There are only a couple of bus routes through Montlake. The 43 travels the old streetcar route from the University District to Montlake and then to Capitol Hill and Downtown Seattle, and is the most direct route for Montlake residents to get into downtown. The 268 bus route travels across the SR 520 floating bridge to take commuters to and from Redmond and Downtown Seattle, with stops in Montlake.
Unique Gems in Montlake
Although it’s almost entirely made up of residential areas, there are a few unique gems in Montlake that make this neighborhood special for its residents and visitors.
Washington Park Arboretum: The 230-acre arboretum is full of plants and trees and grassy areas where you can picnic and soak up some nature therapy. It also has several marshy waterways for exploration by boat, and you can see lots of wildlife such as turtles, ducks, herons, eagles, and more. If you don’t have a boat of your own, head to the University of Washington’s Waterfront Activities Center on the northeastern edge of Montlake by the Husky Stadium to rent a kayak (single or double), canoe, or rowboat. Pack your picnic lunch and hit the water for a fun and invigorating afternoon outdoors.
Mont’s Market: Montlake has a couple of grocery stores to choose from, but Mont’s Market is by far the neighborhood favorite. There is an excellent selection of necessities, including pantry/shelf and dairy options, local and regional brands, and international grocery goods. Mont’s Market also has a great deli, with hot and cold fresh sandwiches and prepared goods. Although their produce section is limited (the market is pretty small), there’s a decent selection of organic vegetables and fruits. They also have a fantastic wine section.
Mr. Johnson’s Antiques: For over 20 years, Mr. Johnson’s Antiques has provided a special antique shopping experience for Montlake residents and visitors alike.
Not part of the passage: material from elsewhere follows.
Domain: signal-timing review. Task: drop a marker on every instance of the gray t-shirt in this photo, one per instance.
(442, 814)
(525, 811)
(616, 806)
There’s always a rotating selection of antiques, collectibles, curios, and art, and Seattleites can get their lighting rewired and antiques appraised and/or sold here, as well.
Cafe Lago: Another Montlake staple is Cafe Lago. It’s an Italian trattoria with Tuscan-inspired dishes, including salads, wood-fired pizza, handmade pastas (including their famous lasagna and fettuccine with meatballs), and a couple of hearty entrees. Their wine menu is excellent, and Cafe Lago also offers a selection of both classic and distinct cocktails.
D’La Santa: Not your average Mexican eatery, D’La Santa serves Mexican recipes that date back nearly 200 years, featuring flavors and dishes from Chihuahua to Guadalajara. Favorites and must-try dishes include the Carne en Su Jugo and Chile en Nogada. They’re open for lunch and dinner every day of the week except for Mondays.